Julius Santillan of the EUVL Infrastructure Development Corp in Japan wowed the metrology conference with a high-speed atomic force microscope (AFM) that could measure 32-nm line/space features in situ during development using a carbon nanotube fiber cantilever in tapping mode. With a scan time of 2 seconds (faster is possible, he says) for a pixel size of 2.5 nm and an area of 1000nm X 750nm, the tool made absolutely remarkable movies showing resist development and roughness formation in several different kinds of resists. The difference between PHS-based EUV resists and methacryl-based EUV resists was startling. The impact of resist development on LER was clear for all to see. Now the challenge is how best to use this new view into the physics of LER formation.

The progress in directed self-assembly (DSA) since last year has been remarkable, as evidence by the number of papers on the topic this year if nothing else. The science is advancing, the technology is advancing, and the practice is advancing. We can make very tight pitch lines and spaces with DSA, but how can we cut them to make circuit patterns? Why, with DSA of course! Even better than small lines and spaces, DSA is good at making small contact holes (though not on a super-tight pitch). So the topic that most caught my attention today was the idea of using DSA-shrunk contact holes to the cut the DSA lines. The 14/10nm node(s) could be made with two 193i patterning steps (and thus only two masks), but with significant design/layout impact. This is a very, very interesting approach. I think we will hear much more about this in the next year.

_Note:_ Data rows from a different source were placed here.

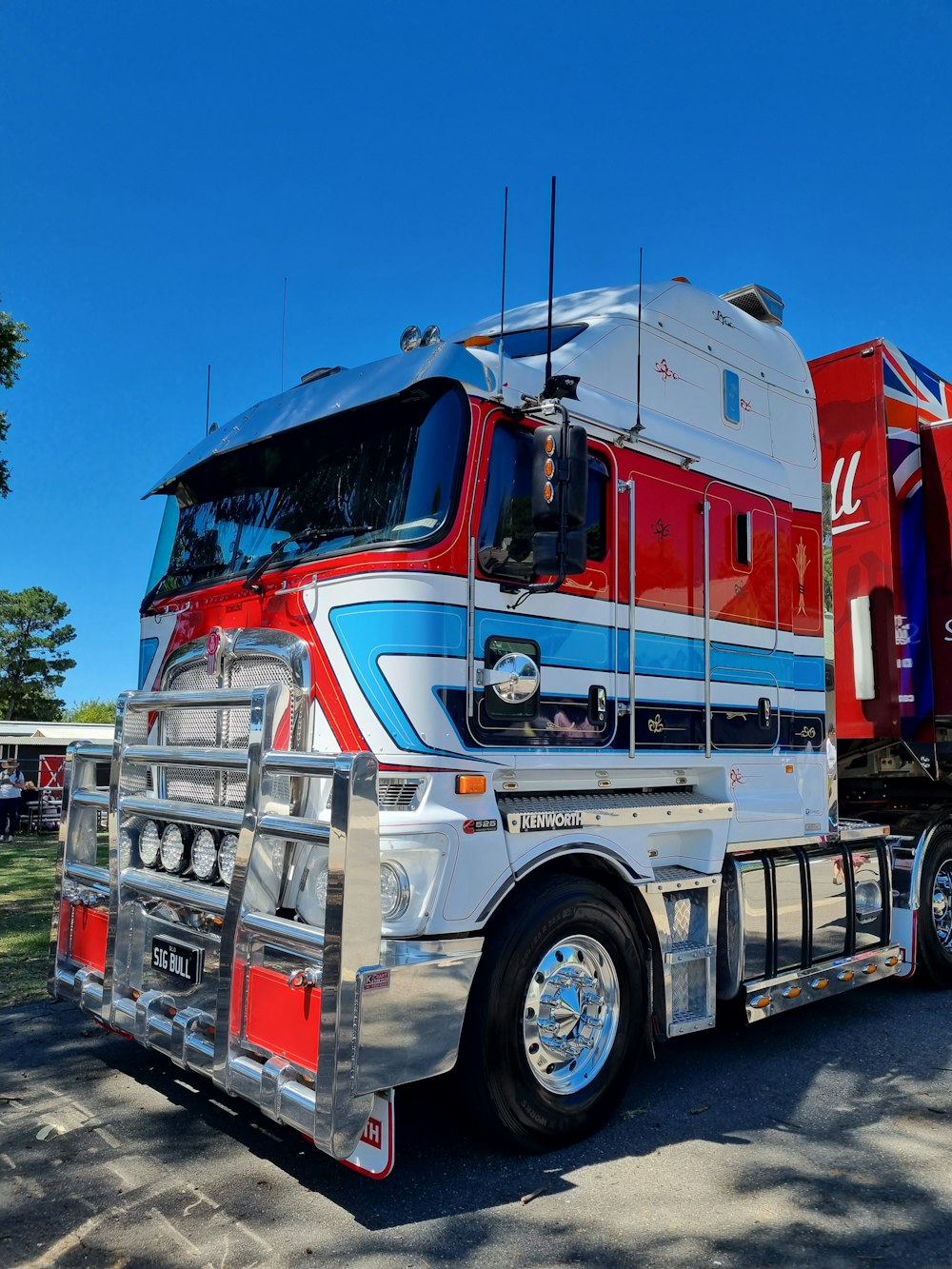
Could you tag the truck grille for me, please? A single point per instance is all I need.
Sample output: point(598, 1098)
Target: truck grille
point(227, 728)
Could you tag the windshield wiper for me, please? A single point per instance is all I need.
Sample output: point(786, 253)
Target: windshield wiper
point(311, 534)
point(178, 572)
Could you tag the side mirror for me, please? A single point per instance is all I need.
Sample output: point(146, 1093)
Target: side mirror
point(510, 678)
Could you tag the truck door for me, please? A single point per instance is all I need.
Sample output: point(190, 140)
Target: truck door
point(743, 659)
point(567, 635)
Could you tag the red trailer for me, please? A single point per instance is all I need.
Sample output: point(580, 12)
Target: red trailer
point(886, 438)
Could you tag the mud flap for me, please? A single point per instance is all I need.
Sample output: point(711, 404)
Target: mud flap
point(375, 1150)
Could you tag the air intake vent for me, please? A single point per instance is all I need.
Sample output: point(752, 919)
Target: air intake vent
point(760, 302)
point(320, 373)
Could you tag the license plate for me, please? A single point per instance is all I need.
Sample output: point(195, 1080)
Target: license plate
point(178, 960)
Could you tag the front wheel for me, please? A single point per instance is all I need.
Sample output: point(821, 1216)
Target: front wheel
point(556, 1018)
point(935, 929)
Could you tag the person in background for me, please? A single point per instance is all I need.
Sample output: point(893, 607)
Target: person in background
point(10, 784)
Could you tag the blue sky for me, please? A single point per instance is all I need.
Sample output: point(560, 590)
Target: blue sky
point(164, 168)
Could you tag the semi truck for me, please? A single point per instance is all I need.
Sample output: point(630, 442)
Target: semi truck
point(518, 704)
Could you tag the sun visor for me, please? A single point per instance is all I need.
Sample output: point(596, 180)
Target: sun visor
point(334, 395)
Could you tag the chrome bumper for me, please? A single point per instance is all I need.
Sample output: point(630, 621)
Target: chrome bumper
point(376, 1013)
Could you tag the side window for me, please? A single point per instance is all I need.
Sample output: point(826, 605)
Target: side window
point(505, 545)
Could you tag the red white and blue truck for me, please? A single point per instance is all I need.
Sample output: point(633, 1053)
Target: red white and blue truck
point(486, 717)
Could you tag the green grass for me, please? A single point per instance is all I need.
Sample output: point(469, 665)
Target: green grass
point(27, 879)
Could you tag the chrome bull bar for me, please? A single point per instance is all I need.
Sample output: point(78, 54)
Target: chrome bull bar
point(239, 926)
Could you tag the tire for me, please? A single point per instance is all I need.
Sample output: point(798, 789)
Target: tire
point(935, 926)
point(556, 1018)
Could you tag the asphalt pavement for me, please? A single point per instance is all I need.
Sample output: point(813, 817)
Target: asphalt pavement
point(823, 1138)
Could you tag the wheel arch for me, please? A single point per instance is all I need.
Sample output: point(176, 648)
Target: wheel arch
point(609, 868)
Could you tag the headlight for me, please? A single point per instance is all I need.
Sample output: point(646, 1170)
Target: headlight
point(394, 891)
point(173, 849)
point(149, 843)
point(205, 854)
point(311, 900)
point(410, 877)
point(227, 857)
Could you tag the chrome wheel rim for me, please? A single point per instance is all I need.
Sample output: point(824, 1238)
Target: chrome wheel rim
point(942, 903)
point(570, 1017)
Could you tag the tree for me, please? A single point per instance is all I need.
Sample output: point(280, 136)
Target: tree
point(94, 709)
point(13, 336)
point(32, 659)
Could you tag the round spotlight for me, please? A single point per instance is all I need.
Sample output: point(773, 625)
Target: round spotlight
point(126, 844)
point(394, 891)
point(410, 339)
point(227, 857)
point(173, 849)
point(149, 844)
point(205, 854)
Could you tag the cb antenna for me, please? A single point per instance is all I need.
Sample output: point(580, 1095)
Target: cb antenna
point(284, 315)
point(639, 424)
point(502, 302)
point(551, 285)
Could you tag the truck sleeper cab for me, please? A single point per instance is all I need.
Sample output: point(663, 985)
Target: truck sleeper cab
point(483, 728)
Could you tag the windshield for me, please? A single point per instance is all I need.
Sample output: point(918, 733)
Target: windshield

As the afternoon turned to evening I went from a panel discussion on DSA to the poster session, with a “super panel” pulling in all the conferences still in store. But when the good beer ran out at the poster session, I took the opportunity to retire for the evening and let Aki Fujimura buy me an expensive dinner (thank you, Aki!). And there is still that pesky business of getting my talks ready for Wednesday. Yes, this is life at the Advanced Lithography Symposium.